ArchDaily: Dragomir Winery Estate / Todor Obreshkov + ZOOM studio
- BRESTNIK, BULGARIA
- Architects: Todor Obreshkov, ZOOM studio
- Area: 2824 m²
- Year: 2020
- Photographs: Minko Minev, Viktoria Stancheva
- Lead Architects: Todor Obreshkov, Plamen Todorov, Theodora Alexieva
- Interior Design:Martin Vandov
- Structural Engineer:Anastas Kolev , Angel Dimitrov
- Hvac Engineer:Peter Slavov
- Electrical Engineer:Bojan Grozdanov
- Hydraulic Engineer:Albena Kaneva
- Landscape Architect:Mirela Dimitrova-Douillard
- Project Management:Gergana Tabakova
- Client:Dragomir Winery Estate, Natalia Gadzheva and Konstantin Stoev
- Site Development:Arseni Botusharov
Text description provided by the architects. The winery and the designed landscape naturally merge with the existing terrain. The building faces the beautiful mountains on the South and a view of Plovdiv city to the North. It is an attractive accent – a symbol of the village and the whole area. The winery creates new jobs and attracts many visitors. It is of essential importance for the village revival.

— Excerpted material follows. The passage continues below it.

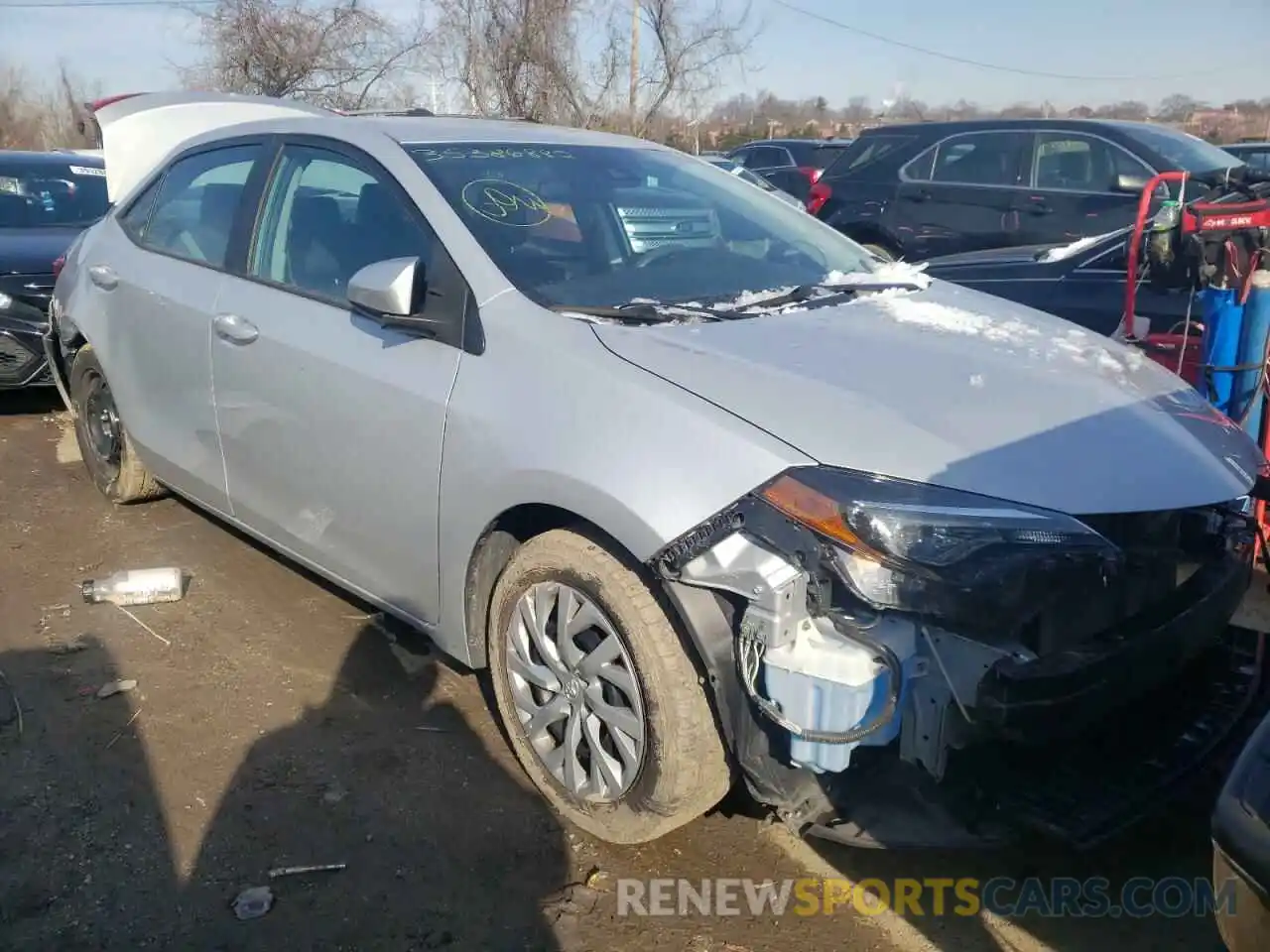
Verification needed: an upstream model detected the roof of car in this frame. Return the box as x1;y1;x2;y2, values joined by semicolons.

It is located in the village of Brestnik, on the road to the medieval Kuklenski Monastery. The zone around the winery had been for small, agricultural industries, surrounded by vineyards. To a large extent, the area appearance is preserved up today, although some parts have become now residential neighbourhoods. The property also houses an old wine cellar from the 1930s with parts later added until the early 1970s. It became clear that the old winery could not meet modern requirements for winemaking. The new winery had to be much smaller, suitable for the production of boutique wines. The construction of the new winery openly shows the entire technological process. The building is situated at the highest point of the plot. A future development foresees construction of an enoteca in the preserved basement of the old cellar, as well as sports facilities and 16 houses located in a park.

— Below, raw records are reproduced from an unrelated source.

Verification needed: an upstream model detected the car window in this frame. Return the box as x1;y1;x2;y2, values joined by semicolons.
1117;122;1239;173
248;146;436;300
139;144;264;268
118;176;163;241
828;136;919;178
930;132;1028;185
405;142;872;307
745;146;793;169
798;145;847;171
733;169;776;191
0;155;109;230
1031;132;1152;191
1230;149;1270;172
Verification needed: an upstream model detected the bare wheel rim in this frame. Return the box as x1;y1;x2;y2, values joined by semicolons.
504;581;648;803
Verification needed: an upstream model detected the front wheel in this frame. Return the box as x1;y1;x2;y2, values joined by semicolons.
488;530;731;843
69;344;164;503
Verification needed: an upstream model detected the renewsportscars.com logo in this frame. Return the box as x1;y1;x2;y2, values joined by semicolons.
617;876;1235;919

Most of the winery built-up area is on underground and semi-underground levels. Levels difference in height is used as a technological advantage and allows a gravitation wine process. Satisfying wine production aims was not the only target. Visitors’ impressions were also essential for the design as different types of events happen – wine tastings, parties, festivities, presentations. From the outer entrance gallery, visitors are immersed in the specific atmosphere of a wine cellar. Along the walk, the guest could closely observe from above the production process through the large glass galleries.
The fermentation hall whit its stainless steel tanks and the barrel cellar are spacious large and high rooms. The office of the oenologists looks over the fermentation hall and helps the supervision. The tasting room bends over both the entrance gallery and the shop. It has a view over the barrels and the fermentation hall indoors and outwards to Plovdiv Seven Hills in the far distance. The city of Plovdiv was the European Capital of Culture of 2019.
The two levels volume of the winery follows the main geographical directions. Viewed from north to south, the elongated northern facade is projected under the silhouette of the mountain hills. Much of the external walls are revetted with dark basalt stone, which emphasizes the volumes of beton brut. The construction of the building is reinforced concrete. The fermentation hall is 16.80 m wide and 7.10 m high. The floors are washed often therefore they are mostly made of high-quality polished concrete, easy to maintain. The walls in technological rooms are raw concrete enhance the modern industrial look of the building. Wooden panelling is used in the tasting room, and in the offices. Large glazing closes the galleries to the voids.